Learning Optimal Transport from Samples
Searching for optimal transport encourages a mapping that minimizes the total cost of transporting mass from $\alpha$ to $\beta$, as initially formulated by Monge (1781). Shape matching, data assimilation, and active brain transportation are among many exciting research areas leading such efforts to find appropriate mappings between $\alpha$ and $\beta$ for desired applications.
This blog post will indicate locations in source and target with $\alpha$ and $\beta$, respectively, but distributions with $a$ and $b$.
The motivation for this post comes from a recent paper from Makkuva et al., where they proposed a novel approach to learning optimal transport from samples (ICML 2020).
It is worth mentioning that optimal transport was initially proposed for resource allocation between different warehouses, traffic handling, allocating soldiers to other camps, etc..
Here, first, let’s chat about the Monge problem itself and then later explain the Makkuva et al., ’s sampling approach to learn the mappings.
Monge Problem
Lets define some resources $x_1,..,x_n$ in $\alpha$ and some resources $y_1,..,y_m$ in $\beta$. Then, we specify weight vectors $a$ and $b$ over these resources and define matrix $C$ as a measure of pairwise distances between points $x_i \in \alpha$ and relative points derived from $T (x_i)$ in $\beta$; Monge problem aims to solve the following optimization problem:
$$ \min_{ T} \\\{ \sum_i C(x_i, T (x_i)) : T_{\sharp} \alpha = \beta \\\} $$
Where push-forward operator $\sharp$ is used to exhibit the direction of the transportation plan.
Kantrovich Relaxation
Kantrovich proposed a relaxation to the Monge problem in which we can dispatch a bin from the source to multiple locations in the target. We define feasible solutions for this problem with $U$ as :
$$ U(a,b) = \\\{{T} \in \mathrm{R}^{n\times m}_+ : {T} \mathrm{1}_m =a , {T}^T\mathrm{1}_n=b\\\}, $$
It ensures that we are not losing any particle or mass during the transportation plan $T$ for vectors of all $1$ and distributions $a$ and $b$. An optimum solution is obtained by solving the following problem for a given ground metric matrix $C \in \mathbb{R}^{n\times m}$ : $$ L_c(a,b) = \min_{{T} \in U(a,b)} <C,{T}> = \sum_{i,j} C_{i,j} {T}_{i,j}. $$
Linear Programming:
If we do a little bit of linear algebra, we can formulate the Kantrovich relaxation with linear programming:
$$ L_c(\alpha,\beta) = \min_{{T}}C^T {T} \textbf{ s.t, } A\underline{{T}}= \begin{bmatrix} \alpha \\\ \beta \end{bmatrix} $$
Where:
Algorithmic solutions are well-established in the literature as they aim to solve the linear program.

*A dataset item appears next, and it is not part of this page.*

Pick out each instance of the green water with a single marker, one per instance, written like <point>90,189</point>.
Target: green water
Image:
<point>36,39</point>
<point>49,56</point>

In high-dimensional (continuous and semi-discrete) space, the proposed algorithms don’t extend as they demand substantial computational cost and intractable solutions. Few lines of research suggested quantization of space to handle the curse of dimensionality. For example, A Gradual, Semi-Discrete Approach is proposed in ICML 2019 (by the UIUC group) to learn mappings in two steps:
- If the source randomness of the network is a distribution, then optimal transport is achieved by a deterministic evaluation.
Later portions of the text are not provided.